Wherefore, under the rule above announced, the Des Moines bank has a right to have its claim allowed out of Murray's individual property to the exclusion of the partnership creditors.
IV. Not only is the Des Moines bank entitled to satisfy this debt out of Murray's individual property, but likewise it may partake of the partnership property, because the debt is a partnership obligation as well as an individual liability. The partnership obligation arose through the loan above described, and the individual liability arises through the guaranty agreement. Under the circumstances, then, the Des Moines bank, as before explained, may have its claim satisfied from Murray's individual property to the exclusion of firm creditors, and also partake of the partnership assets.
We said in In re Assignment of Carter Moody, 98 Iowa 261, on page 269:
"That these notes are charges against the firm, and also against these persons as members thereof, and as individuals, does not change the fact of their individual liability, nor the order in which distribution should be made. These being co-partnership debts, these creditors have an undoubted right to share with other partnership creditors in the firm assets; and, being individual debts arising from individual obligations, they have the right to share with individual creditors in the individual assets, with preference therein over partnership creditors."

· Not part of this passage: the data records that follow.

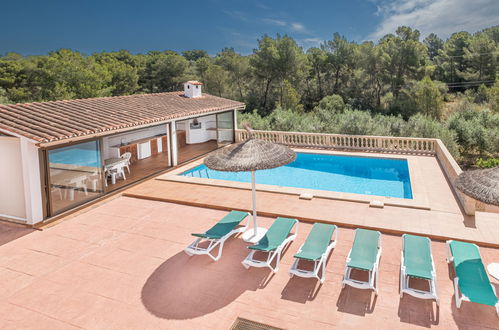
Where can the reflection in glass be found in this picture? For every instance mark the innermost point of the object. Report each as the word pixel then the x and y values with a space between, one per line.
pixel 75 175
pixel 225 128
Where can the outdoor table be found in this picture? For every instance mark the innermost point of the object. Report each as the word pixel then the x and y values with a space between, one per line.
pixel 112 161
pixel 493 270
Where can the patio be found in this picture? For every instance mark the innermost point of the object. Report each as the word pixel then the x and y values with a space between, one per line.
pixel 120 265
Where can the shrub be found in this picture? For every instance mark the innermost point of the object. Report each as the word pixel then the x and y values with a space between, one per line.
pixel 487 163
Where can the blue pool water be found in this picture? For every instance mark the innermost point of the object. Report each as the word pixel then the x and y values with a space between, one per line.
pixel 83 154
pixel 360 175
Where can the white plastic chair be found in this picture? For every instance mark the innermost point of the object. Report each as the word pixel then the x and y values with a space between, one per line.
pixel 127 156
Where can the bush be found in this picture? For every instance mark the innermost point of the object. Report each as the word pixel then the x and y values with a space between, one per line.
pixel 487 163
pixel 426 127
pixel 477 131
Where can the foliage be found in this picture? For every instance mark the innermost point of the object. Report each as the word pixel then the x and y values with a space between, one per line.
pixel 477 130
pixel 487 163
pixel 493 95
pixel 397 85
pixel 353 122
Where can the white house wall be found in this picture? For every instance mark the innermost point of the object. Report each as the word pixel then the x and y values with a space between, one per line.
pixel 32 181
pixel 127 137
pixel 12 194
pixel 202 134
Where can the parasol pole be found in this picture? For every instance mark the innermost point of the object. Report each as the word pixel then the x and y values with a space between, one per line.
pixel 253 192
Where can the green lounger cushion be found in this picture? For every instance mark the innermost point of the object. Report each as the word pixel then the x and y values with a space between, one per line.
pixel 224 226
pixel 473 280
pixel 317 242
pixel 276 234
pixel 364 250
pixel 417 257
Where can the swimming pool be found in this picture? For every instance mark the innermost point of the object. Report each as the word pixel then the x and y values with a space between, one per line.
pixel 361 175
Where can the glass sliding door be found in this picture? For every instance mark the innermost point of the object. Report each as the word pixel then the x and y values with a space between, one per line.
pixel 75 175
pixel 225 128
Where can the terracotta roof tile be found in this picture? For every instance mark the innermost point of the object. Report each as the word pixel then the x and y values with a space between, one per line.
pixel 60 120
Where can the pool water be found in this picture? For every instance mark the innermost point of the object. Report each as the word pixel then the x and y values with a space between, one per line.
pixel 360 175
pixel 84 154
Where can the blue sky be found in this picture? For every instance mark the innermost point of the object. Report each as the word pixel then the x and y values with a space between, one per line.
pixel 36 27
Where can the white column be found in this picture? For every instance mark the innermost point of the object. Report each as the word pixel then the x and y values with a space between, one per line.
pixel 31 181
pixel 168 147
pixel 173 140
pixel 235 119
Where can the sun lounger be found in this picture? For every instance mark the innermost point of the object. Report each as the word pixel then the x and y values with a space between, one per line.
pixel 316 248
pixel 274 241
pixel 471 282
pixel 417 262
pixel 364 255
pixel 217 235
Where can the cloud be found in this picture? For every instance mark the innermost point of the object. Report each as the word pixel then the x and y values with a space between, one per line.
pixel 442 17
pixel 236 15
pixel 295 26
pixel 310 42
pixel 275 22
pixel 261 5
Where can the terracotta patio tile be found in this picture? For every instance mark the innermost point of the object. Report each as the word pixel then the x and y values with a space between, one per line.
pixel 134 280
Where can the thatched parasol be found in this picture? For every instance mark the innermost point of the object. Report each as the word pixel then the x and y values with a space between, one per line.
pixel 482 185
pixel 250 156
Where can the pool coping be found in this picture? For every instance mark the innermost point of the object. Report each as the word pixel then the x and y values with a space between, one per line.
pixel 419 193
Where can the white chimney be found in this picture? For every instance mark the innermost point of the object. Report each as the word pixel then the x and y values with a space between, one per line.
pixel 192 89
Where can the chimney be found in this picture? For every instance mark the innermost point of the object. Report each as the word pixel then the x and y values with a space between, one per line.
pixel 192 89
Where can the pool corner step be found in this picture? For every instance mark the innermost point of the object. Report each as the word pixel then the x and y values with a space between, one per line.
pixel 377 204
pixel 306 196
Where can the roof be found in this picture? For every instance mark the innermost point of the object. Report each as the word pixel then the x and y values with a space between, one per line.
pixel 194 82
pixel 56 121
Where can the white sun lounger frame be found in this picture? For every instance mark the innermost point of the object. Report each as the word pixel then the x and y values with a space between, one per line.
pixel 404 279
pixel 318 264
pixel 458 295
pixel 249 261
pixel 372 282
pixel 194 247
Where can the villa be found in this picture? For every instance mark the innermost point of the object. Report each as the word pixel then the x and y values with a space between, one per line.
pixel 61 154
pixel 118 187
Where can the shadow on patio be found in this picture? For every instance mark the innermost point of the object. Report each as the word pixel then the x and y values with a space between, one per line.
pixel 12 231
pixel 186 287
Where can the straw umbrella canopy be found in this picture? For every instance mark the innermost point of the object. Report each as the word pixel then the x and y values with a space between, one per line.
pixel 482 185
pixel 249 156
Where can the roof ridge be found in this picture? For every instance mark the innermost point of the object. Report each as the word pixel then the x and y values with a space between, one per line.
pixel 96 98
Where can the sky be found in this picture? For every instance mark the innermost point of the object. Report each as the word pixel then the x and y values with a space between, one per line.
pixel 33 27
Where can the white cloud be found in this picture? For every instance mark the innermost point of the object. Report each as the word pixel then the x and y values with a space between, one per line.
pixel 276 22
pixel 442 17
pixel 310 42
pixel 295 26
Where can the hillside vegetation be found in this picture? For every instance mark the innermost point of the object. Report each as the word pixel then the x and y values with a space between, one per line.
pixel 401 85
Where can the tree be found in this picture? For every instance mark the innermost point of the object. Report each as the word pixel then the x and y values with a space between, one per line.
pixel 434 44
pixel 290 99
pixel 163 72
pixel 194 54
pixel 124 76
pixel 428 98
pixel 340 61
pixel 238 71
pixel 317 59
pixel 404 58
pixel 481 57
pixel 452 58
pixel 273 61
pixel 216 79
pixel 493 95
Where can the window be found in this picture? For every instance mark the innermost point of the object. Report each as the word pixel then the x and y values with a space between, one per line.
pixel 75 175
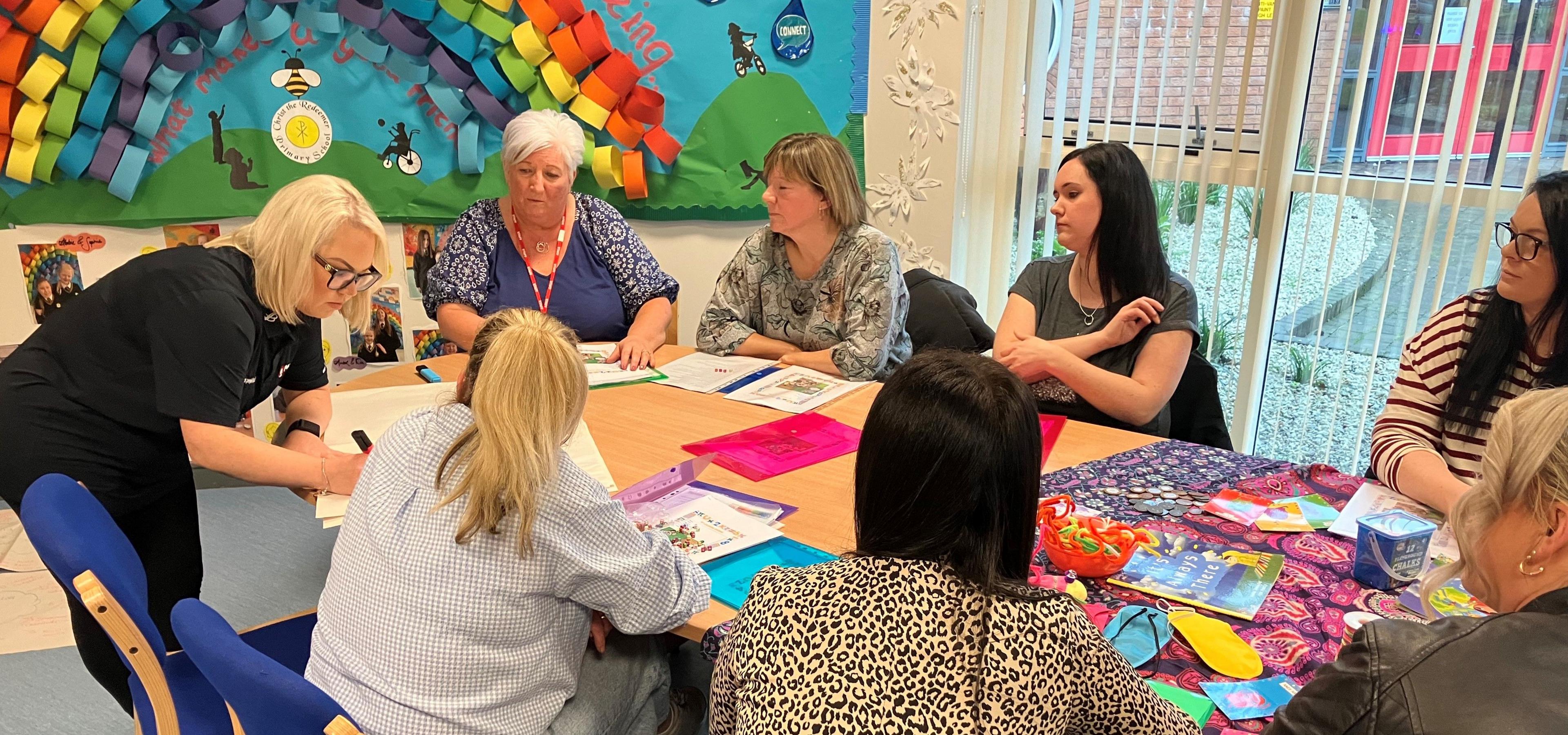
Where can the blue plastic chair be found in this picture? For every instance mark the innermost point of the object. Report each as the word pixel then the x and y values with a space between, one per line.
pixel 265 696
pixel 84 548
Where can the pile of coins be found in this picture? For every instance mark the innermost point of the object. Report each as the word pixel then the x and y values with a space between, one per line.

To the same effect see In re Peck (99 N.E. 258), supra; 47 Corpus Juris 910, Sec. 400; 20 Ruling Case Law 1041, Sec. 282; Bank of Reidsville v. Burton, 259 Fed. 218; Bowen v. Chapman, 150 Fed. 106. It has been said correctly that in the event of such double preference there should be applied on the claim, first, the pro-rata dividend from the partnership assets, and if the debt is not thereby satisfied, then the individual assets of the partners may be appropriated. 47 Corpus Juris 911, Sec. 400.
On the other hand, if and when the Des Moines bank's claim is satisfied out of the individual property of Murray, the *Page 663 partnership creditors will be entitled to the remainder thereof. Of course, there should be credited on the Des Moines bank's claim any sums it has obtained through the collateral security pledged.
Wherefore, the judgment and decree of the district court must be, and hereby is, reversed. — Reversed.
EVANS, STEVENS, ALBERT, UTTERBACK, DONEGAN, and KINTZINGER, JJ., concur.